Scientists and, I guess, ophthalmologists, and others who study eyes have warned about the damage the blue light emitted from computer screens can do. I never really understood this because the sun sprays the earth with tons of blue light. Now, I’m no scientist, but I’ve done some reading and it seems that most eye people (and maybe even The Crawling Eye) agree that overexposure to blue light is not a good thing.
I know you’re raising your eyebrows and pounding your desktops in anger and saying to yourself, “There goes that TC again. He don’t know grammar good, and now he’s telling us about eyes! He should stick to computers…”
Well, some people DO know about the eyes, so I shall offer you a quote from the experts at AllAboutVision.com. If they don’t know eyes, then who does?
Key points about blue light
Like ultraviolet radiation, visible blue light — the portion of the visible light spectrum with the shortest wavelengths and highest energy — has both benefits and dangers.
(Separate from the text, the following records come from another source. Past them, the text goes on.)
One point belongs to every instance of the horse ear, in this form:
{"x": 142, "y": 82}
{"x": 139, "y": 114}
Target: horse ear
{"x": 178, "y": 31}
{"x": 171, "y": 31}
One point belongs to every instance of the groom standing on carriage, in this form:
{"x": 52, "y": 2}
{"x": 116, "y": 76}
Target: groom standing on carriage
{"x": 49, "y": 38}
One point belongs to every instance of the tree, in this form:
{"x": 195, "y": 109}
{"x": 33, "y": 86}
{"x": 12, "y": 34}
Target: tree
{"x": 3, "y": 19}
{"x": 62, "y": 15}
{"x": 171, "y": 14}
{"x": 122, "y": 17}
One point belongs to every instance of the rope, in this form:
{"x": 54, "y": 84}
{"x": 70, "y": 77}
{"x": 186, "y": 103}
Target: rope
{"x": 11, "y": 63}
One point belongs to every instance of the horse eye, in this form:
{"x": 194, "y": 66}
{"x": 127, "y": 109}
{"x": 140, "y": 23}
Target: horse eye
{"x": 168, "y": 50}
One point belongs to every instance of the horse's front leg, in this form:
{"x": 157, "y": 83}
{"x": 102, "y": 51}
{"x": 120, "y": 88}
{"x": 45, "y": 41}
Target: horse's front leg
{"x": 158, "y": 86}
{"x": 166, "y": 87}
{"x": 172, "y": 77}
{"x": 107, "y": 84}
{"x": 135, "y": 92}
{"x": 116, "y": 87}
Here are important things you should know about blue light:
1. Blue light is everywhere.
Sunlight is the main source of blue light, and being outdoors during daylight is where most of us get most of our exposure to it. But there are also many man-made, indoor sources of blue light, including fluorescent and LED lighting and flat-screen televisions.
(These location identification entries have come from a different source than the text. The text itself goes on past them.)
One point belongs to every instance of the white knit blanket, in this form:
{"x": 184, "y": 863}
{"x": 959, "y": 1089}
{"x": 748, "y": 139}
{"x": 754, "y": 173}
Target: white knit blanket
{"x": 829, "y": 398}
Most notably, the display screens of computers, electronic notebooks, smartphones and other digital devices emit significant amounts of blue light.
The amount of HEV light these devices emit is only a fraction of that emitted by the sun. But the amount of time people spend using these devices and the proximity of these screens to the user’s face have many eye doctors and other health care professionals concerned about possible long-term effects of blue light on eye health…
If that was not enough information for you, be my guest and read more. Go ahead! Saturate your brains with eye information and, hopefully, good grammar too while you’re there – cuz you ain’t gonna find it here.
But what you will find here is more information about Windows 10’s Night Light feature… and important stuff like how to turn it on, how to adjust it and how to make it switch on and off automatically. That kind of stuff I can do!
1.) Open Settings (Windows key+i) or right-click the Start button and click Settings.
2.) Then click on System > Display. In Display click on Night Light settings. See?
3. Click “Turn on now” to set up Night Light.
4.) Adjust the amount of blue light you want to get rid of by sliding the slider to the right. The farther to the right you move the slider the less blue light your screen will emit. If you go crazy and move it all the way to the right, your screen will have an ugly red cast. So, don’t go crazy here.
5.) In a nutshell. Everything you need to know about turning on Night Light and setting it up is in the screenshot below. Look at all those notations in orange and purple. You can set up Night Light to come on at sunset and turn off at sunrise. Windows knows when the sun goes down on you! Or you can take control like I did, and set up specific times you want to reduce the amount of blue light coming at your eyeballs from your screen.
I found my happy zone as far cutting down on the blue light coming at me from my laptop screen to be about in the middle – at 42 (see below). That’s moving the slider just about to the midpoint.
OK. Now there’s no reason to be downloading any screen dimmers or blue light killers because Windows now has a pretty good Night Light built-in.
Now, EB, where’s that brand new Mickey Mouse night light you promised me?